In other words, I doubt it will be a sweet enough deal to entice the already-rich, high performing principal engineers, or the passionate nerds who are just there because they want to be.

  • I'm in Seattle and used to work at MSFT, along with many others at where I work currently.

    The details still haven't been given out to anyone, but I had drinks with someone who is thinking of taking the offer based on what they know. While no one has been told explicitly that they are on the list yet, this particular individual has been there more than long enough and is of the age where this actually makes sense to them.

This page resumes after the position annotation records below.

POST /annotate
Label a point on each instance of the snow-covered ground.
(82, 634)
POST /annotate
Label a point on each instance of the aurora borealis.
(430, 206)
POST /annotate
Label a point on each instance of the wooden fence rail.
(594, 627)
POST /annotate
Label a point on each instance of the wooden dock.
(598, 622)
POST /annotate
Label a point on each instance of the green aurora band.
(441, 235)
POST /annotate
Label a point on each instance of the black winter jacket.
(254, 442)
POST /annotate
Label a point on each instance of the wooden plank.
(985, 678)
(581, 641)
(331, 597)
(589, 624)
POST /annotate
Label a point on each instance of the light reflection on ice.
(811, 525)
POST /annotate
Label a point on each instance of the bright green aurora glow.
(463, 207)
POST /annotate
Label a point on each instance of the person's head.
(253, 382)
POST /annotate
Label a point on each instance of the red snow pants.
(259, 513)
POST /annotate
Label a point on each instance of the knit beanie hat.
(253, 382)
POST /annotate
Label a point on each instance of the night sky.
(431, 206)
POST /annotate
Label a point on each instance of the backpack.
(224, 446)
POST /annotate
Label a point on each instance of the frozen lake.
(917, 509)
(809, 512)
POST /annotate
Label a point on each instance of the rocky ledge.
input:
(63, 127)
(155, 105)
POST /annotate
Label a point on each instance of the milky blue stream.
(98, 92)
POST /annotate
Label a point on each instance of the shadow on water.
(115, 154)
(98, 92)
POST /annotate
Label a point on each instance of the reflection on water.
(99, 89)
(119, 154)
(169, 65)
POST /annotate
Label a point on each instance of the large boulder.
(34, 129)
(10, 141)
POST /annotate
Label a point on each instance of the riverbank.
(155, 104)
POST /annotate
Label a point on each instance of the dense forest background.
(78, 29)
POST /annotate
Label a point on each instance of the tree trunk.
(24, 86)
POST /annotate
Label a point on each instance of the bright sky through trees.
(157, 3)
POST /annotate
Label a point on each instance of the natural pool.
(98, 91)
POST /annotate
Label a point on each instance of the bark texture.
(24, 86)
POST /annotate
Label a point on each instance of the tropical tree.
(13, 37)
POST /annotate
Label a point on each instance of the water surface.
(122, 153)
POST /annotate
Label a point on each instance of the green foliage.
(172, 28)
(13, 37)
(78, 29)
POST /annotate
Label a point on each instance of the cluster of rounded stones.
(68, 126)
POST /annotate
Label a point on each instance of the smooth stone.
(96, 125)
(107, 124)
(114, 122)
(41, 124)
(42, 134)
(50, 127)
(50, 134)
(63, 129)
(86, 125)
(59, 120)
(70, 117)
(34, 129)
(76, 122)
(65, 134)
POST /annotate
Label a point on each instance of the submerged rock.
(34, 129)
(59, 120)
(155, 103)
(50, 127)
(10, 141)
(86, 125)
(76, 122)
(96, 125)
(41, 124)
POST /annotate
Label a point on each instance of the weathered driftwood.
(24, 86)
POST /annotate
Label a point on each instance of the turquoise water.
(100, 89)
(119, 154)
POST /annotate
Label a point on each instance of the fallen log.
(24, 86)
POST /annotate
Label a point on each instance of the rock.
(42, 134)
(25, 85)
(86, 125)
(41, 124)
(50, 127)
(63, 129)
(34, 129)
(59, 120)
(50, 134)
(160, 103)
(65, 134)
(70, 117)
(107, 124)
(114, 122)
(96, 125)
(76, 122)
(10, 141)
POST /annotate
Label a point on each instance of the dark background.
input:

    What is known: 1. 2 years salary 2. RSUs are fully paid out, over standard timeline 3. No restrictions if someone chooses to find work elsewhere (do not compete is now illegal in WA) 4. We didn't discuss healthcare, but I'd assume its the same as salary (2 years)

    • > 3. No restrictions if someone chooses to find work elsewhere (do not compete is now illegal in WA)

      Non-competes are still legal until Jun 30, 2027 for employees earning more than $127k.

  • I've been through a few rounds of voluntary buy-outs at a big tech company. By far and away the people most likely to take the package are the people who aren't bothered by the prospect of finding another job. Some of them are delusional, but in most cases these are the younger, more dynamic employees with marketable skills who will be difficult to replace.

    The people you'd want to see go, people who have been there forever and have gotten overly comfortable, people who may even hate their job, tend to stay because of 1) skill atrophy and 2) a (valid) concern about age discrimination.

    Based on my own experience I don't think I'd ever do a voluntary buy-out were I running a company. The company comes out ahead when managers do their job and make the hard choices.

>I feel like paying your most experienced employees to quit is exactly the opposite of what Microsoft needs right now.

I always felt thats the deal. But not a lot of people left the company when one was given, and we have rolling buys out now so people are trying to time buyout + a new job offer.

No, once you spend that much time at a Big co, you start treating it like your own little fiefdom. Your allegiance becomes to how do I increase my own scope and not how do I build great products for customers ? Also “coordination tax” is heavy at big companies, it takes monumental effort to ship even incremental improvements. You have to inject new blood and move fast with the times. Your tenure doesn’t give you a birthright to stay at the company forever. This is not to devalue people who have contributed immensely to MSFT before, there are tenured people who aren’t afraid of change and adapt with the times. But someone close to their retirement might not want to rock the boat too much.

There’s a reason why despite investing so much in building AI tools, MSFT has a bad rep and no one uses their tools. People use CC, Codex, Cursor when MSFT already has supposedly competitive tools.

Note: I work at MSFT.

I'd think of it this way:

Folks who have institutional knowledge that is really critical to the company are likely treated quite well in prestigious roles and paid handsomely. If they take a modest buyout offer, it's probably because they were close to retirement anyway. Any truly critical role will have a succession plan. And if someone the company really doesn't want to lose signals they intend to take the offer without a credible succession plan, the company could just make them an even better personal offer to stay.

At the same time, I'm sure there are many folks who over-estimate how important their role and knowledge are to the company, especially to its future, which may look increasingly different from its past. Some of these people can become active blockers or political problems that are difficult, visible, and painful to deal with. Getting them to exit on their own is a win for the company, and it avoids the morale problem of visibly performance managing them or firing them.

I'm laughing, having explained to my wife that if you are 69 and have worked there one year you are eligible for buyout/retirement.

The kid that started at 10 years old though, there for the whole 51 years: sorry, in another 9 years you will be eligible.

Hilarious that there is an algorithm.